Intel integrates two types of cores in their CPU die* called performance and efficiency cores.

Atom cores and E-cores

Intel Atom was first used for netbooks and as of today is still seeing some use in old IoT and Network Telecom. They’re currently being replaced by ARM and RISC-V for embedded devices and low power consumption.

E-cores are not technically atom cores, but they are deeply linked in their architecture to each other.

CoreDescription
Performance”Classic” core, meant to handle heavy tasks.
EfficiencyLow consumption cores capable of handling light processes during important overall workload, allowing for performance core to avoid changing context.

*Mapping of an Alder Lake-S CPU 8/8 Die

The goal is to maximize the number of cores on a die, and taking advantage of multi processors to optimize workload with more finesse using E-cores for lighter workload.

That's what they said

Actually, if Intel didn’t add E-cores on their die to make use of every space available, AMD would be crushing them performance wise. I must recognize that Intel is less power consuming than AMD for light workload/idle.

Performance difference between cores

This is the core of this subject. Pure performance wise, williamlam made a little post showing that P-cores are almost twice the power of E-cores.

As for latency, I did not benchmark the difference when I used to deal with Intel hybrid architecture but it is notably worse, to the point it can become very frustrating (source : me).

CPU orchestrator and OS scheduler

Hyper-threading on P-cores and E-cores

As of today, E-cores does not support hyper-threading contrarily to P-cores.

The CPU orchestrator ITD (Intel Thread Director) and the OS scheduler need to ensure the architecture design is working as intended.
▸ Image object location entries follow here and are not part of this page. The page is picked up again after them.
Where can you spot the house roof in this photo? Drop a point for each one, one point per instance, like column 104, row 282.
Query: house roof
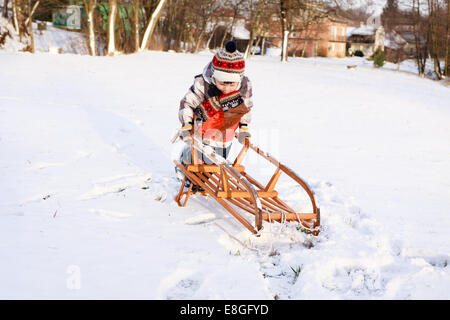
column 393, row 40
column 240, row 32
column 364, row 30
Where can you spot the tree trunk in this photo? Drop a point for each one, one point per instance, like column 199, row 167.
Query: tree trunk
column 249, row 45
column 284, row 31
column 30, row 27
column 136, row 25
column 263, row 45
column 90, row 7
column 256, row 45
column 447, row 43
column 5, row 8
column 15, row 19
column 111, row 27
column 152, row 24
ITD is using telemetry on threads to indicate which ones are triggering heavy workload to the OS, which then efficiently dedicate cores to each task.

  • Linux systems seems to prefer loading P-cores in priority and then delegate tasks on E-cores.

  • On the other hand, Windows’ approach depends on the power settings of the computer, and the process’s categorization when started. The Windows scheduler documentation is available here.

Note that Intel categorizes with classes which are corresponding to QoS (Quality of Services) for Windows.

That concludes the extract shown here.